C++ error: "taking address of temporary array"

Question

I am trying to declare an array inside an if-statement. I wrote my code this way so that the object stays in scope once the if-block exits, but now I have a new issue: "taking address of temporary array". How can I re-write this in an alternative way so that maskArray is assigned the correct values?

int* maskArray;
if(conditional==true)
   maskArray = (int[9]) {0,1,0,1,-4,1,0,1,0};

Answer 1

While it is true that the original construct is not valid in C++, standard C++ does have a fairly similar feature: one can create a temporary array using an explicit type name and list-initializer

using I9 = int [9];
I9{ 0, 1, 0, 1, -4, 1, 0, 1, 0 };

The above is valid C++ syntax for a temporary array object. But if you try using it in GCC, you will quickly discover that GCC refuses to apply array-to-pointer conversion to such temporary arrays, e.g.

using C10 = char [10];
C10 str;
std::strcpy(str, C10{ 'a', 'b', 'c' });
// GCC: error: taking address of temporary array

The above is perfectly valid C++, but a bug in GCC prevents it from compiling. Clang and MSVC accept this code.

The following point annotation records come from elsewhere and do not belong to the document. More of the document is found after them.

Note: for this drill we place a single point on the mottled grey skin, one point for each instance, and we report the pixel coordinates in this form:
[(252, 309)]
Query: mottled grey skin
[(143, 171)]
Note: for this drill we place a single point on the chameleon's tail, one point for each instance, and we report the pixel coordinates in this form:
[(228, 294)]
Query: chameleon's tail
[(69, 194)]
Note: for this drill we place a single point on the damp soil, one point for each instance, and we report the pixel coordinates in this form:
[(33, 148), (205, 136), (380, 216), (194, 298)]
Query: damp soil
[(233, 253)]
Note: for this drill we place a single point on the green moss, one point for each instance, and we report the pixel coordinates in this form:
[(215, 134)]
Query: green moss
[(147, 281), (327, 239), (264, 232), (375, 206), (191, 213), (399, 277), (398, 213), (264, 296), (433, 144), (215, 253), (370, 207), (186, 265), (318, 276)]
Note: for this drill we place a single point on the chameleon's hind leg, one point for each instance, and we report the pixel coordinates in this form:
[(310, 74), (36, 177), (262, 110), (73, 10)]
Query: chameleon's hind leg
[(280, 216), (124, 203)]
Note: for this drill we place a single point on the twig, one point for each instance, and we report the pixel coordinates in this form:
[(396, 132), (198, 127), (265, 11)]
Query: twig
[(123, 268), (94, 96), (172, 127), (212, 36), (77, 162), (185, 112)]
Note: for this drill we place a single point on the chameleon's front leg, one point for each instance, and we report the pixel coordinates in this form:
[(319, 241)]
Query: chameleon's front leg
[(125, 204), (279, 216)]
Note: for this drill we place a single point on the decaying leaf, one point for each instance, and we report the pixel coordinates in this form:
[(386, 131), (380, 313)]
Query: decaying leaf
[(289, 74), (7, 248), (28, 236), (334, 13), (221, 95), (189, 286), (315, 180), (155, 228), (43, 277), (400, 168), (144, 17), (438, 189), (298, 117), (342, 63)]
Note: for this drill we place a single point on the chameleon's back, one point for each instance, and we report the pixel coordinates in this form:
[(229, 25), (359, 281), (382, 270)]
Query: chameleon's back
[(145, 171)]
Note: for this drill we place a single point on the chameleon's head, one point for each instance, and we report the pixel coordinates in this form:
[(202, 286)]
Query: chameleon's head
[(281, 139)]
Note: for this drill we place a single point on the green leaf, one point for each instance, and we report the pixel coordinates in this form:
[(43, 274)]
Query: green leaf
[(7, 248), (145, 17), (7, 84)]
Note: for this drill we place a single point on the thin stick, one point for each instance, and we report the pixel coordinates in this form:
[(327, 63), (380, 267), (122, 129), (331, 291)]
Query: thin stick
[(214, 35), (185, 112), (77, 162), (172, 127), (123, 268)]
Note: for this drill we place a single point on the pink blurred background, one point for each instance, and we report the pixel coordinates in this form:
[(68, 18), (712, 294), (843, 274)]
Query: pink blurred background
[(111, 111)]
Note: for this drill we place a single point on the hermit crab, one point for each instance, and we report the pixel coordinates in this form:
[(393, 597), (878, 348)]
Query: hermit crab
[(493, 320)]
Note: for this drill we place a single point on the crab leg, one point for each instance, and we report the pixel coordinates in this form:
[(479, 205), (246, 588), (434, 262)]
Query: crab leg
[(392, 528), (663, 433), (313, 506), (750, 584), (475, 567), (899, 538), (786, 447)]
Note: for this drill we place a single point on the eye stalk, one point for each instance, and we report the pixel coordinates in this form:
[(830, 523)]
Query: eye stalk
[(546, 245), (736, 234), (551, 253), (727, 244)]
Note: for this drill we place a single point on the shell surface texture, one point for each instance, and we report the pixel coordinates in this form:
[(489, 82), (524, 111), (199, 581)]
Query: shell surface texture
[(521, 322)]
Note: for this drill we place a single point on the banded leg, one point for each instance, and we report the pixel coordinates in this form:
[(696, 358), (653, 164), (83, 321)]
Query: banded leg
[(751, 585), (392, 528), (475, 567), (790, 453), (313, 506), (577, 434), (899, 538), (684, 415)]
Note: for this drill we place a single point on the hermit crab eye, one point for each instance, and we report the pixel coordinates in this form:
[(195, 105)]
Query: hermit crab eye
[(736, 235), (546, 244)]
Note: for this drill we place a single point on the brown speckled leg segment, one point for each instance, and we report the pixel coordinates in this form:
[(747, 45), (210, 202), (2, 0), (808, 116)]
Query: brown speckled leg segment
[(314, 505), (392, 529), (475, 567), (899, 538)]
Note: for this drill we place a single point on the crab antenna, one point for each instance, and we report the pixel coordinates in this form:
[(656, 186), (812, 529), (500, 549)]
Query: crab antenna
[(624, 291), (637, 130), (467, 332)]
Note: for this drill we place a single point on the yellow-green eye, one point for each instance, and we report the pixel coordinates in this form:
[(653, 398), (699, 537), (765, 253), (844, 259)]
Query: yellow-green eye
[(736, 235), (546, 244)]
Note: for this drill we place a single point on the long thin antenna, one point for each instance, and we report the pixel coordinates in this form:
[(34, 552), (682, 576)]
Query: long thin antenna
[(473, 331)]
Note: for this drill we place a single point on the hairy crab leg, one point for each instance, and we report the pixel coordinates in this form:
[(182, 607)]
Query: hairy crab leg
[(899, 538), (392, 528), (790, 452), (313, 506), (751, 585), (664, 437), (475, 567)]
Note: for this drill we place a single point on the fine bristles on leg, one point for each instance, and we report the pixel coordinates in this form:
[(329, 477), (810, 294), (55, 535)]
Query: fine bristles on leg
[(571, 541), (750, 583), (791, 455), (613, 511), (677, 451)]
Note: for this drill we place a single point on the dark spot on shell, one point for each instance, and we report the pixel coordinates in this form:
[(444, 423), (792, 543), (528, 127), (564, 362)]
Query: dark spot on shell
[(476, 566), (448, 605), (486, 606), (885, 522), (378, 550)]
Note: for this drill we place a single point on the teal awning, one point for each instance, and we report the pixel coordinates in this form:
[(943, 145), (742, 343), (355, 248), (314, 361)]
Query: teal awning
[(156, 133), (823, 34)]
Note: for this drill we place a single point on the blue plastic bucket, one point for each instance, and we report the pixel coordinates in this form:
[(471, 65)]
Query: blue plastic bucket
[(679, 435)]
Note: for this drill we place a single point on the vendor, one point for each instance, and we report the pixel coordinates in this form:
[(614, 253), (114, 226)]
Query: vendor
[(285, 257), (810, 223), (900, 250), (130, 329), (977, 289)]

In your original code you are actually relying on a GCC extension, which allows you to use C-style compound literal syntax in C++ code, but this extension apparently happens to suffer from the very same bug as described above.

Answer 2

Assuming you aren't going to later modify what maskArray points to, then the best/simplest solution is:

const int* maskArray;
if(conditional==true)
{
     static const int myArray[9] = {0,1,0,1,-4,1,0,1,0};
     maskArray = &myArray[0];
}

Static const works if you never plan to update the array, but if you're going to update it, you need a separate copy. This may be created either on the stack or on the heap. To create it on the stack:

int* maskArray;
int myArray[9] = {0,1,0,1,-4,1,0,1,0};
if(conditional==true)
{
     maskArray = &myArray[0];
}
// when `myArray` goes out of scope, the pointer stored in maskArray will be useless! If a longer lifetime is needed, use the heap (see below).

To dynamically create new copies of the array on the heap, you need to allocate the memory using new[]. The advantage of this is that it can be kept around for as long as it's useful before you decide to delete it.

int* maskArray;
if(conditional==true)
{
     maskArray = new int[9] {0,1,0,1,-4,1,0,1,0};
}

Remember to delete is later using delete[] maskArray!

Answer 3

(int[9]) {0,1,0,1,-4,1,0,1,0} creates a temporary array which will be destroyed as soon as the full statement is completed. (Note, this is technically not C++, but a C99 feature which your compiler is supporting as an extension in C++.)

maskArray = (int[9]) {0,1,0,1,-4,1,0,1,0}; takes that temporary array, converts it to a pointer and stores that pointer in maskArray. As soon as this statement completes, the temporary array will be destroyed and the value in maskArray will no longer be valid.

The only way it's acceptable to use such a temporary array is to use it in that very same statement, such as by passing it to a function which will use it:

void foo(int (&arr)[9]);

foo((int[9]) {0,1,0,1,-4,1,0,1,0});

This is okay because even though the temporary array is destroyed, it's only destroyed after the function returns and nothing is using the array. (And the function had better not somehow store long-lived references or pointers into the array, but then that's no different from normal.)